Project: emacs fractal zoomer
2 minutes read | 253 wordsI have several (really, a lot) of programs to compute different images for my article, amusement, anything. And all of them require a change-and-try approach for zooming. The first I wrote needed to be finished quickly… so I just hard-coded in the source the parameters. And this program turned to be the basis for all others… And now each zoom requires some calculations and recompile.
A time ago I decided to do something about it. I wanted something to interact with my programs, as
- they are already written,
- most of them use pvm to work using 2 (or more) cores,
- I want it cross-platform.
To the cross-platform part… I thought about a purely programming thing: either Tcl/Tk, maybe Glade, or use some Tcl bindings for Lisp and an interactor in pure Lisp, to a kind of web app… All seemed too cumbersome, or strange. And then it dawned on me: emacs.

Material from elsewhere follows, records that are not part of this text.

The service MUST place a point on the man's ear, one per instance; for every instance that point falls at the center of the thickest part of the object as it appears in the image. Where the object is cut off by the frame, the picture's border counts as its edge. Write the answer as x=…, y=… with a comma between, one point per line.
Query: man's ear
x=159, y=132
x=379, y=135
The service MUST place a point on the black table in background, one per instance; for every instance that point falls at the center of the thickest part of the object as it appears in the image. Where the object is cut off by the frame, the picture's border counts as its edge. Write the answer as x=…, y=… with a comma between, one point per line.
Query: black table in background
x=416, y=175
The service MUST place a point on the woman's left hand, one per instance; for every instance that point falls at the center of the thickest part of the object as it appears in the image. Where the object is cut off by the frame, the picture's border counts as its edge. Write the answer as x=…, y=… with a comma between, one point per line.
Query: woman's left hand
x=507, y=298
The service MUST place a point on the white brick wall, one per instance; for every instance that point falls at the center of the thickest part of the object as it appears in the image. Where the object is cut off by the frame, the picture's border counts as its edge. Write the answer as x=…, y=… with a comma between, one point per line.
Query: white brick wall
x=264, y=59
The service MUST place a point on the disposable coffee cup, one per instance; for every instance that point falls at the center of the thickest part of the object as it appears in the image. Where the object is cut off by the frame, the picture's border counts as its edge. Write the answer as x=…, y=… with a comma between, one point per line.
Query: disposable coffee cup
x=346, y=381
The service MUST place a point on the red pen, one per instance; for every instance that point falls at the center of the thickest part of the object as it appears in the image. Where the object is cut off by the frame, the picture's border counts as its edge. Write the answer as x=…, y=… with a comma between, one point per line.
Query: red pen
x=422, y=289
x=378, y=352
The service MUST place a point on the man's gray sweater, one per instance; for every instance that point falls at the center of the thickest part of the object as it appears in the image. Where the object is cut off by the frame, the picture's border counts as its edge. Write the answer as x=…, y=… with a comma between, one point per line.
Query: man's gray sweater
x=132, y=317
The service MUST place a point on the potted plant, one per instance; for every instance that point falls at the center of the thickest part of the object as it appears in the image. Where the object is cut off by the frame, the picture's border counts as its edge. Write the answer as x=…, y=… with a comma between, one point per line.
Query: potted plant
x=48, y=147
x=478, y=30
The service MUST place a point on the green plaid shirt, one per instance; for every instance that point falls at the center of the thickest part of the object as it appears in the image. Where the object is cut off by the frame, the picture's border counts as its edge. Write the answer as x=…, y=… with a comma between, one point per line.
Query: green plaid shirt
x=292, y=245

Emacs can open images, has a full blown lisp dialect, can interact with those images… with the mouse… Here is what the beta does.
Drag and drop and zoom!
Load the image, and after a “drag and drop” on it, it is assumed you want to zoom that “square” (from edge to edge, turning it into a square). And reloads in the same buffer. Of course, the full-blown project is much much more exciting, with more options and what-not. But I have little time, and programming for work and programming for enjoyment is hard to combine.